We go bk in 1 wk for 2nd FS app and im hoping for clomid, gonna ask for a scan too just to check xx


----------



## babyhopes2010

been off depo 17 months x


----------



## foxyloxy28

27 months for us!

Previous GP refused to refer us until we reached the 2 year mark - not a happy bunny! Had CD21 bloods done in Oct - all ok.

Now with proactive new GP and under FS and just recently had 1st appointment. Had an internal with GP which didn't suggest anything wrong. Had my CD3 bloods taken yesterday, OH has had his SA and that came back fine. Another lot of CD21 bloods for me this cycle and hopefully HSG next cycle.

After all of that, looks like it'll be either IUI or IVF (or both) for us.

Just got to get my BMI down to atleast 35 for IUI and of course to 30 for IVF!


----------



## BritAcrossSea

Yeay :happydance: I'm glad we'll be able to go through this journey helping and sharing it with each other. Berniep and Foxy, I'm on a weight loss mission as well. My FS told me that I've got to get my BMI down to 25!! Which means, I need to shed 2 stone and I know it's gonna be really hard - I have one major sweet tooth :icecream:

Sorry if I don't reply for a little while but I'm about to start the big travel from the USA to the UK. I've just finished packing which has been a huge chore but it's done now and so we're to set off extremely soon. 

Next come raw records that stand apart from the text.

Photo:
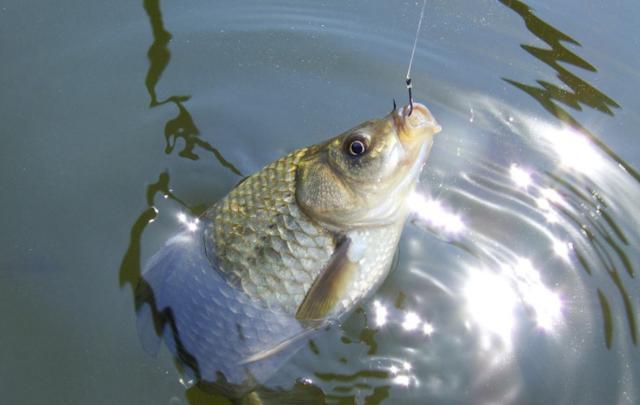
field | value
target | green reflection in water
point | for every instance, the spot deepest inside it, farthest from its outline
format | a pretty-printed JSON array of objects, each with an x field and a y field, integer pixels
[
  {"x": 604, "y": 235},
  {"x": 182, "y": 126}
]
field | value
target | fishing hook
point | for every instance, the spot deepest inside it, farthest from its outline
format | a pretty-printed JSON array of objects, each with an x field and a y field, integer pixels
[{"x": 410, "y": 96}]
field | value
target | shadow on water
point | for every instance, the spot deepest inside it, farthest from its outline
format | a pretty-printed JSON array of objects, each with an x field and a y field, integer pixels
[
  {"x": 606, "y": 238},
  {"x": 182, "y": 126}
]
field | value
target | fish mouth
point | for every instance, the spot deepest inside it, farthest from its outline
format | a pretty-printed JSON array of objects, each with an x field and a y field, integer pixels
[{"x": 414, "y": 122}]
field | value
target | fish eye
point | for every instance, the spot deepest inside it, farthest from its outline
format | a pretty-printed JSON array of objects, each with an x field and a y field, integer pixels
[{"x": 356, "y": 146}]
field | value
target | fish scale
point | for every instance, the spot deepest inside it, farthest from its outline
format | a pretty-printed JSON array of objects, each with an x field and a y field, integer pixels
[
  {"x": 278, "y": 268},
  {"x": 288, "y": 251}
]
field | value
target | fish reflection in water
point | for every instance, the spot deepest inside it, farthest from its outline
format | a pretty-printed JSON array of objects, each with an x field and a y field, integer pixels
[{"x": 288, "y": 251}]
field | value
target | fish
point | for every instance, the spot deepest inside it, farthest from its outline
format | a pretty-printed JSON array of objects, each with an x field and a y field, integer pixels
[{"x": 291, "y": 250}]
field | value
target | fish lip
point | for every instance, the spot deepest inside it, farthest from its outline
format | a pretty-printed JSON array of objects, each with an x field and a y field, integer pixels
[{"x": 415, "y": 121}]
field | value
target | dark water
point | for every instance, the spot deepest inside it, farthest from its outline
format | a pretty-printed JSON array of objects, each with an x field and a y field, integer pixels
[{"x": 517, "y": 280}]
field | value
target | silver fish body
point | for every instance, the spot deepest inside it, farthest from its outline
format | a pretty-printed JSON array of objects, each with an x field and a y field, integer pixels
[{"x": 291, "y": 248}]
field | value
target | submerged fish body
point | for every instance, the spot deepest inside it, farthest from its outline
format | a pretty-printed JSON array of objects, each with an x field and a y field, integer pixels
[{"x": 292, "y": 247}]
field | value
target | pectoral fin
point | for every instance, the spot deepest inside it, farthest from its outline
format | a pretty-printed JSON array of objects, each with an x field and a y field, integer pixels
[{"x": 330, "y": 286}]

BTW, I'm taking a relaxed approach to ttc (or at least I'm trying to), as per the instructions of our FS. My AF finished a few days so I reckon I'll be ovulating in about a week (have I already contradicted my relaxed approach?). Let the bd'ing commence. 

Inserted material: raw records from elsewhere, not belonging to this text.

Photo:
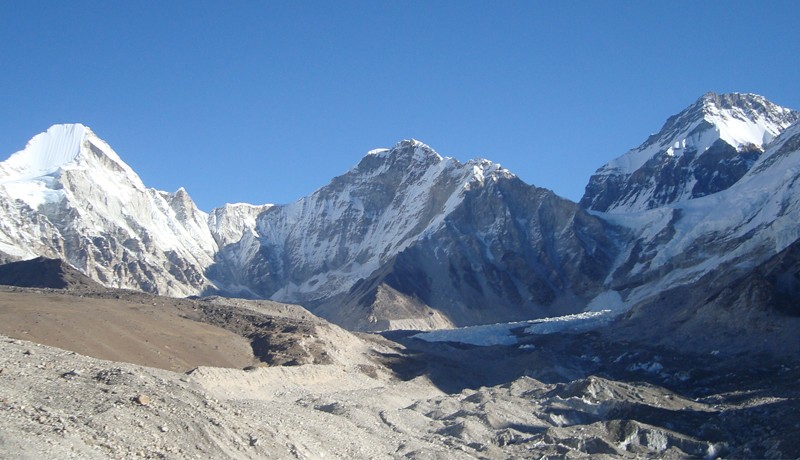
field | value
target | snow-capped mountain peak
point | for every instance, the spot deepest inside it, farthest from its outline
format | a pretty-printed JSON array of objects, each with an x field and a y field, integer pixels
[{"x": 702, "y": 150}]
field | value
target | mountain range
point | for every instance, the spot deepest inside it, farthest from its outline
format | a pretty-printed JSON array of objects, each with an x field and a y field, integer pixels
[{"x": 408, "y": 239}]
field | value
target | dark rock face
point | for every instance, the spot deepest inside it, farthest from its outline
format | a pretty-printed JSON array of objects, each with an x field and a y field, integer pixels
[
  {"x": 42, "y": 272},
  {"x": 470, "y": 242},
  {"x": 508, "y": 252},
  {"x": 692, "y": 156}
]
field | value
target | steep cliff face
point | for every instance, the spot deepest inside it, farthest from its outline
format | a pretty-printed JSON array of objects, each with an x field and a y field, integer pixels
[
  {"x": 701, "y": 151},
  {"x": 68, "y": 195},
  {"x": 410, "y": 239},
  {"x": 726, "y": 233},
  {"x": 464, "y": 243}
]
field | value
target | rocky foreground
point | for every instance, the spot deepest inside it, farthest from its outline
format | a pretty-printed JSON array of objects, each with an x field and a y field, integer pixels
[{"x": 317, "y": 391}]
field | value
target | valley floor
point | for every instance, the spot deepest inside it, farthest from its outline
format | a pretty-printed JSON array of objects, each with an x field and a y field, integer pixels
[{"x": 331, "y": 394}]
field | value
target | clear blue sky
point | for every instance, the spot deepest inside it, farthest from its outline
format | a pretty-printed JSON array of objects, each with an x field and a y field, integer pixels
[{"x": 266, "y": 101}]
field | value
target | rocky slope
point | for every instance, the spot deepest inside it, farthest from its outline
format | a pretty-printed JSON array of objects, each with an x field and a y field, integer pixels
[
  {"x": 454, "y": 243},
  {"x": 410, "y": 239},
  {"x": 704, "y": 149},
  {"x": 68, "y": 195},
  {"x": 559, "y": 396},
  {"x": 695, "y": 243}
]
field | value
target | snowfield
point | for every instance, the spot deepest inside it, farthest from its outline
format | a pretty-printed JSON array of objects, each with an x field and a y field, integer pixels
[{"x": 510, "y": 333}]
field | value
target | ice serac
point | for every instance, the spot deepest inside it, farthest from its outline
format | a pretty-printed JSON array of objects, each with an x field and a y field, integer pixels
[
  {"x": 703, "y": 150},
  {"x": 443, "y": 242},
  {"x": 702, "y": 244},
  {"x": 68, "y": 195}
]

Take care and I'll be on again soon. Enjoy the rest of your weekend ladies x


----------



## OnErth&InHvn

Weve been TTC 21 months. We have 3 children already, we are 24 and 25yrs old, in the 21 months we have had 1 loss. I have had all the u/s bloodwork work up- everything comes back normal... BUT I dont Ovulate. I have a 2in cyst on my R ovary as well. Our insurance doesnt cover any Fertility treatments, so luckily we have a great doc who will help us. I am on Femara and thats only until Oct and then we were going to do ICI, but cancelled and now do 2 cycles of Soy and call it quits after that. After December 2010 we will be NTNP. Its been a long journey and I just have to be at peace that our DD2 will just be our last LO.


----------



## BritAcrossSea

I'm back already :dohh:, I'm sitting in the airport atm - our flight is delayed so thought I'd make use of the free wi-fi. 



sequeena said:


> I'm here too :flower:
> 
> OH and I have been ttc for 19 months now... we've had success twice but first was a natural mc at 3-4 weeks and last month I had a chemical :cry:
> 
> I am 21 and he is 26. We are relatively healthy and I have quit smoking for almost 2 weeks now. I never was a heavy smoker though, only a social smoker.
> 
> We've not been to the doctor yet as I need to work up the courage (had things happen to me in the past and couldn't bear it if it were bad news).
> 
> We're praying that this month is THE month!

Sorry to hear about your previous losses :hugs2:. I haven't had the misfortune of having a mc but I feel for any person that has. 

I see you're in the 2ww now. Are you a symptom spotter? 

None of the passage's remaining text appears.